2009年04月21日 | アートな快感







             バロメーター

 

 

 「アートの仕事がしたいんなら、バッハだけはきっちり押さえといた方がいいよ」

 万年学級委員だった五つ上の従兄弟の勉あんちゃんは、高校生の私にこう云った。
 昨年の法事の席で、あのひと言でオレ助かったよと礼を云うと、すでに後光のまぶしさではあのザビエルを軽々と超える勉あんちゃんは、そのエピソードをまったく覚えてなかったが、そーか雄ちゃんが生きてんのはオレのおかげだったか、じゃあとりあえず今度寿司おごれ、目が回らないやつでさっ、と私を恐喝した。
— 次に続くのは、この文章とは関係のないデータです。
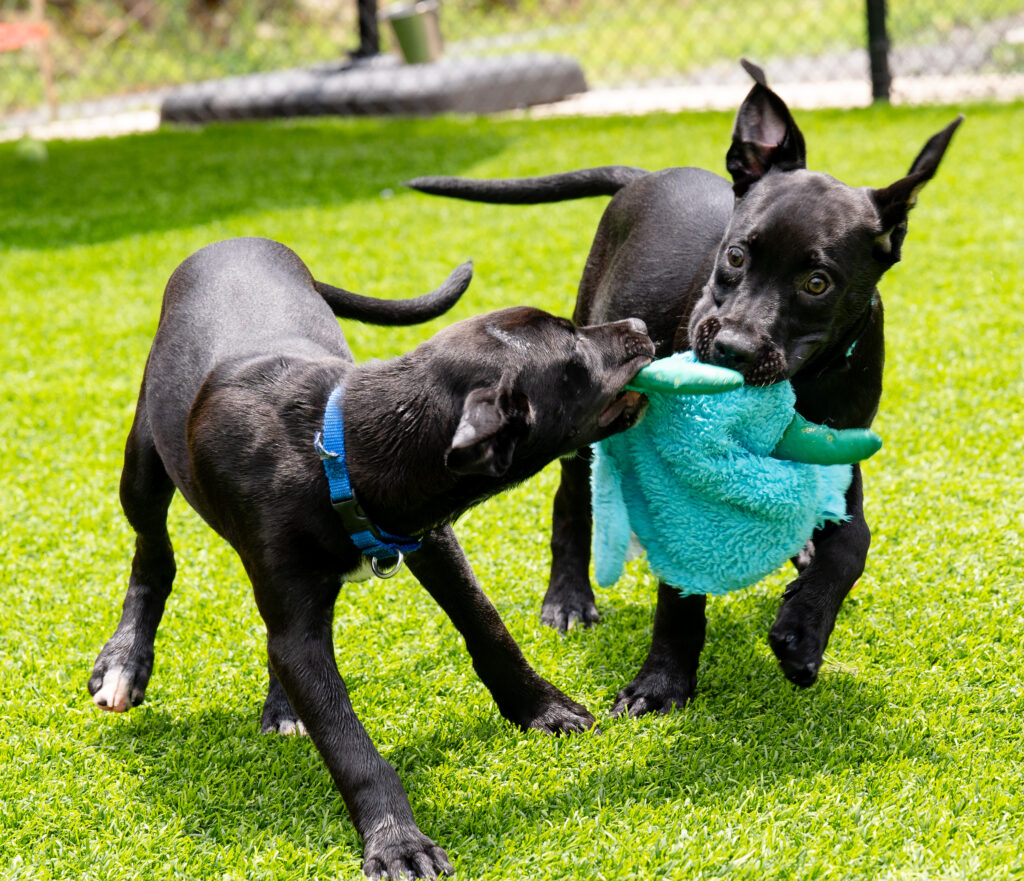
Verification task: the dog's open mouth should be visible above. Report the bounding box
[597,389,647,428]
 若い頃に、自分が好感を持つ人から自分に向けて発せられる言葉というのは、案外に強烈な影響を及ぼすものなのかもしれない。
 勉あんちゃんの冒頭のひと言で、私のバッハ好きには相当の拍車がかかったはずだ。


               


 かつてはギターやリコーダーで自らバッハをプレイしたこともある。
 テクニックとリズムと音色と解釈と音楽性と暗譜の問題などを除けば、そんなに悪い演奏ではなかったと思うが、私がバッハを練習する時には、誰も私に近寄ることはなかったことを思い出す。
 ついでに、他の曲を練習する時にも、誰も私に近寄ることはなかったことを思い出す。

 本格的にバッハを聴きはじめたのは高校時代だから、そっちの方はすでに40年近い年季が入ってる。
 その当初から、バッハ関連のライブや楽譜・書籍やレコードに使った金だけはハンパじゃなかった。
 自らそれをハイレベルに体現できない以上、その道の専門家を縁の下から支えるのはファンの使命だと思いたい、ギブ安藤テイクな私なのである。
 そのためによく働いたし、よくメシも抜いた。


             


 ヨハン・セバスチャン・バッハ(ドイツ/1685~1750年)。
 単純に生理的に好きなのだが、もちろんそれだけではない。
 この音楽をバックボーンに生きる限りは、いっくら世の中が厳しくてもそう簡単にはくたばらねーぞ的に、チキンなハートの内側に、じんわり勇気が湧いてくる感触がいかにも頼もしかった。
 また、日常的にバッハとふれあうことには、いつでも危なっかしい私が人の道を踏み外すのを辛うじて回避させてくれるお守り的効果もあったかもしれない。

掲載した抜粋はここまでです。